N-acetylneuraminic acid (NeuAc), which has been widely used as a nutraceutical and pharmaceutical intermediate, plays an important role in improving brain development and cognition while enhancing immunity. Bacillus subtilis, generally regarded as a food-safe microorganism, is suitable for developing as a chassis cell for efficient NeuAc synthesis. However, accumulated intermediates can lead to metabolic bottlenecks for NeuAc synthesis. To eliminate the accumulated byproduct N-acetylglucosamine (GlcNAc), the UDP-GlcNAc epimerase pathway without GlcNAc production was first reconstructed and optimized in B. subtilis, resulting in the NeuAc titer increase of 5.9 g/L with GlcNAc elimination. In addition, to reduce another accumulated byproduct N-acetylmannosamine (ManNAc), the directed evolution of N-acetylneuraminic acid synthase and the enhancement of phosphoenolpyruvate supply was implemented. Using this strategy, ManNAc decreased by 46.3%, and the NeuAc titer increased by 54.9%, reaching 7.9 g/L. Finally, the maximum titer of NeuAc in a 3-L fermenter reached 21.8 g/L with a productivity of 0.34 g/L/h.

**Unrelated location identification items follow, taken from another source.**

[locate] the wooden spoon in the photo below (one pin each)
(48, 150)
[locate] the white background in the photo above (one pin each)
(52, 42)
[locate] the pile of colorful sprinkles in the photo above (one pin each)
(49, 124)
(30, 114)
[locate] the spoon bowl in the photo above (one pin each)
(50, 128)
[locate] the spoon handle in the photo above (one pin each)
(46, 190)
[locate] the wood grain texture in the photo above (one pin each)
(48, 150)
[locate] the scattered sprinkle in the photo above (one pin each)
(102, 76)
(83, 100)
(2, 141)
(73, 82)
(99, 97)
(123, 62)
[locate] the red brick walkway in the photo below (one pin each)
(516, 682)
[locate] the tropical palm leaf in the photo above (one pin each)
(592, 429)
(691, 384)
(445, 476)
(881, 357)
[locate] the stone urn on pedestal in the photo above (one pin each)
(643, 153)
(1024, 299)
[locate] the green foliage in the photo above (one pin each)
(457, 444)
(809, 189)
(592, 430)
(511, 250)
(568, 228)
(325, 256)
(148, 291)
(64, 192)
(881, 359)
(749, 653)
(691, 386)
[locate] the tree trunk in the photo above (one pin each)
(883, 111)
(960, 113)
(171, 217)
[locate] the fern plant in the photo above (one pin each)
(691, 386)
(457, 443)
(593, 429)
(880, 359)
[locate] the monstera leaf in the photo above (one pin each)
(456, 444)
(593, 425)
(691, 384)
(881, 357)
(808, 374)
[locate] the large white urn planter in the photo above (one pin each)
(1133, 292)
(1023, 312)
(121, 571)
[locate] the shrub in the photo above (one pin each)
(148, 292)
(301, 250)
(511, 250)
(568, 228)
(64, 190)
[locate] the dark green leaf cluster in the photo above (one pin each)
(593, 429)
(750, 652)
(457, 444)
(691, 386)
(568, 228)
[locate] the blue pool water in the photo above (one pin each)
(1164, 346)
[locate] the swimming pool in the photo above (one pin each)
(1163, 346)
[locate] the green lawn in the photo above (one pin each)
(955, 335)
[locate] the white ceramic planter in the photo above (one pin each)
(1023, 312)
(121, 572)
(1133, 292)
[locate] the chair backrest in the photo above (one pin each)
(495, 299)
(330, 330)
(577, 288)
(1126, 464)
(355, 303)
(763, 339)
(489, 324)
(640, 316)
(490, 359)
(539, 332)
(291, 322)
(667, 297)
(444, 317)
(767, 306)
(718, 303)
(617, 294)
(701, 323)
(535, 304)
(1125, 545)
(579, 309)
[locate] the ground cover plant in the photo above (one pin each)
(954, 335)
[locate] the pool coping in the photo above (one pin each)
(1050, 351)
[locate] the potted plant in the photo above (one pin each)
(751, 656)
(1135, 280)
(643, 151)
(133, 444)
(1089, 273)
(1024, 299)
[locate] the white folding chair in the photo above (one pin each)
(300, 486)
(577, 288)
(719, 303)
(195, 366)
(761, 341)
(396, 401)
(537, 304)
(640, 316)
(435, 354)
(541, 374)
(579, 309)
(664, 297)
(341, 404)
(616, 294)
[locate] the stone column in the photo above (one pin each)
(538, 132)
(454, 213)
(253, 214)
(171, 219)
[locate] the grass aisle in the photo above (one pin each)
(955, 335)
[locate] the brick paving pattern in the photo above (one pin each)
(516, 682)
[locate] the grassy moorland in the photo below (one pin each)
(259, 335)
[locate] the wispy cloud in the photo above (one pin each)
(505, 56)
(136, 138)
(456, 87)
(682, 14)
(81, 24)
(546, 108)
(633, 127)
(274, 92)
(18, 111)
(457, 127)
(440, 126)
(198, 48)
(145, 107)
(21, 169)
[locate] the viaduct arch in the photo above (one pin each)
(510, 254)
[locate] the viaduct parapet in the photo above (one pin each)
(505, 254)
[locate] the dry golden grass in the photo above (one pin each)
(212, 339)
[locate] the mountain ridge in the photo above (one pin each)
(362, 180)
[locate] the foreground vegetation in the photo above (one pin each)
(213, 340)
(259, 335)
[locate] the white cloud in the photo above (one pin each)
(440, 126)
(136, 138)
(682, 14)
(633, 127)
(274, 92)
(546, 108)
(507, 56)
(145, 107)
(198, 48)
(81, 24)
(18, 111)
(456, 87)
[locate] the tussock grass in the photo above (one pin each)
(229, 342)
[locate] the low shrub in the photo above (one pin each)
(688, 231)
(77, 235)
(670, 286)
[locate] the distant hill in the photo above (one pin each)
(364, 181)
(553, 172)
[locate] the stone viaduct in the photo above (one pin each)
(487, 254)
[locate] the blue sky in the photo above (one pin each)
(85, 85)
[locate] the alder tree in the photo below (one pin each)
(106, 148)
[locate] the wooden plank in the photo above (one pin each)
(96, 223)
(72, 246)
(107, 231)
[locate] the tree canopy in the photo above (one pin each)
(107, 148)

n -乙酰神经氨酸(NeuAc)是一种广泛应用于营养保健和医药中间体,在促进大脑发育和认知、增强免疫力等方面发挥着重要作用。枯草芽孢杆菌是公认的食品安全微生物,适合作为高效合成NeuAc的基质细胞。然而,累积的中间体可能导致NeuAc合成的代谢瓶颈。为了消除积累的副产物n -乙酰氨基葡萄糖(N-acetylglucosamine, GlcNAc),首先在枯草芽孢杆菌中重建并优化了不产生GlcNAc的UDP-GlcNAc epimase途径,使GlcNAc消除后的NeuAc滴度提高了5.9 g/L。此外,为了减少另一种积累的副产物n -乙酰氨基甘露胺(ManNAc),进行了n -乙酰神经氨酸合成酶的定向进化和磷酸烯醇丙酮酸供应的增加。采用该策略,ManNAc滴度降低46.3%,NeuAc滴度提高54.9%,达到7.9 g/L。最终,在3-L发酵罐中,NeuAc的最高滴度达到21.8 g/L,产率为0.34 g/L/h。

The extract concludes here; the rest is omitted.